Structural Basis of a Potent Peptide Inhibitor Designed for Kv1.3 Channel, a Therapeutic Target of Autoimmune Disease*

The potassium channel Kv1.3 is an attractive pharmacological target for immunomodulation of T cell-mediated autoimmune diseases. Potent and selective blockers of Kv1.3 are potential therapeutics for treating these diseases. Here we describe the design of a new peptide inhibitor that is potent and selective for Kv1.3. Three residues (Gly11, Ile28, and Asp33) of a scorpion toxin BmKTX were substituted by Arg11, Thr28, and His33, resulting in a new peptide, named ADWX-1. The ADWX-1 peptide blocked Kv1.3 with picomolar affinity (IC50, 1.89 pm), showing a 100-fold increase in activity compared with the native BmKTX toxin. The ADWX-1 also displayed good selectivity on Kv1.3 over related Kv1.1 and Kv1.2 channels. Furthermore, alanine-scanning mutagenesis was carried out to map the functional residues of ADWX-1 in blocking Kv1.3. Moreover, computational simulation was used to build a structural model of the ADWX-1-Kv1.3 complex.
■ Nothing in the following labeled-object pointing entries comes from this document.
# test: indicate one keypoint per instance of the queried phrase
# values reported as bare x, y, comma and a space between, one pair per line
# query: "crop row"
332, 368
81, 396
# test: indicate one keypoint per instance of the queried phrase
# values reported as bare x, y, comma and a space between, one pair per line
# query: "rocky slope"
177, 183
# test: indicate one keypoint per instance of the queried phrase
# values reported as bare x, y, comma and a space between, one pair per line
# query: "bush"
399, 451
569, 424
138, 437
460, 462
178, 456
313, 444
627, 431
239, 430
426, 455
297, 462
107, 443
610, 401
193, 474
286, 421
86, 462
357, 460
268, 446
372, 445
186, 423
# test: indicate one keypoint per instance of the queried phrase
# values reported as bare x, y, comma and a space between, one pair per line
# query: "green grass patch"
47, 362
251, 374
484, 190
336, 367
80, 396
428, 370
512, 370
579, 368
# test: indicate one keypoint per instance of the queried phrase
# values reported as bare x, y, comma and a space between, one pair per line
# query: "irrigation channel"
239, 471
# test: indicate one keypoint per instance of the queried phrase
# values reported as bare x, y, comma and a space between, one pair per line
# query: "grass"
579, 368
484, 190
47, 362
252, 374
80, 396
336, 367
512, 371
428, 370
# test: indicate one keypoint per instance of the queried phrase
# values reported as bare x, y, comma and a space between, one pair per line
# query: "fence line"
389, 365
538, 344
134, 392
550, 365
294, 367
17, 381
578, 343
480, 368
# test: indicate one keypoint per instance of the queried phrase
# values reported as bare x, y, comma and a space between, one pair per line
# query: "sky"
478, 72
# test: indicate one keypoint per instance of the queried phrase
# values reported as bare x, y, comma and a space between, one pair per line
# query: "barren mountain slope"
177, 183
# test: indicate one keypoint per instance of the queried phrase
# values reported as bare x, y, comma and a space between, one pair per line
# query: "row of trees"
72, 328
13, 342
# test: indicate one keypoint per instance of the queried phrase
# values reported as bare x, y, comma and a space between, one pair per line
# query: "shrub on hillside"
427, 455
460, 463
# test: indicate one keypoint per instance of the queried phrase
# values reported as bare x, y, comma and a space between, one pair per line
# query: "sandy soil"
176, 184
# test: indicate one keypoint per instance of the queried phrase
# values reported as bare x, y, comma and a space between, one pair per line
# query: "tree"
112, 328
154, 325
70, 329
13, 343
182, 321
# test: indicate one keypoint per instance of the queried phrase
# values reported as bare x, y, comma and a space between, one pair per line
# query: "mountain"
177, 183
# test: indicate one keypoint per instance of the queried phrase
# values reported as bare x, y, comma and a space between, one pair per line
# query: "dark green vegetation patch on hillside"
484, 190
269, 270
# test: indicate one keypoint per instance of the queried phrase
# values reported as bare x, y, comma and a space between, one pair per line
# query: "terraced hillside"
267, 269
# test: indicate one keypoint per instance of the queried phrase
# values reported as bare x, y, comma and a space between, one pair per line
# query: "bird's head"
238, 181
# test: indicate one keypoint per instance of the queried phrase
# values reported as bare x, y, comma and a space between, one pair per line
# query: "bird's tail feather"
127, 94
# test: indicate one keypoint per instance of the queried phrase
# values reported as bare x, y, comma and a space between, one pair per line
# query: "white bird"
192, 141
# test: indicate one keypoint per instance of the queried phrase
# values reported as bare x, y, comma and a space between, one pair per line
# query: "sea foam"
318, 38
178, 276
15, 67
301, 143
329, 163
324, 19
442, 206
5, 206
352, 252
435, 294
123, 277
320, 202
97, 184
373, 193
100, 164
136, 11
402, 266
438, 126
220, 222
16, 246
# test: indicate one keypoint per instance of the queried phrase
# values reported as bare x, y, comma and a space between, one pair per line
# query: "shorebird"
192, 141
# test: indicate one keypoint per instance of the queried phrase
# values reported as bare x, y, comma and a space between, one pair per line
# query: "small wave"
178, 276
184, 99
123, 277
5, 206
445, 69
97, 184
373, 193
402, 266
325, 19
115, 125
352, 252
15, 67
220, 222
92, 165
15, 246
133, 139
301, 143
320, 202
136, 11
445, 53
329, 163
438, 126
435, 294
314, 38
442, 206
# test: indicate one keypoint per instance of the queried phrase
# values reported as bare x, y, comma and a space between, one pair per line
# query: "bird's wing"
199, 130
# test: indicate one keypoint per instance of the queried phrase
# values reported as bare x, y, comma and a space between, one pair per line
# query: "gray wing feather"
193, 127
This model suggests that all mutated residues are favorable for both the high potency and selectivity of ADWX-1 toward Kv1.3. While Arg11 of ADWX-1 interacts with Asp386 in Kv1.3, Thr28 and His33 of ADWX-1 locate right above the selectivity filter-S6 linker of Kv1.3. Together, our data indicate that the specific ADWX-1 peptide would be a viable lead in the therapy of T cell-mediated autoimmune diseases, and the successful design of ADWX-1 suggests that rational design based on the structural model of the peptide-channel complex should accelerate the development of diagnostic and therapeutic agents for human channelopathies.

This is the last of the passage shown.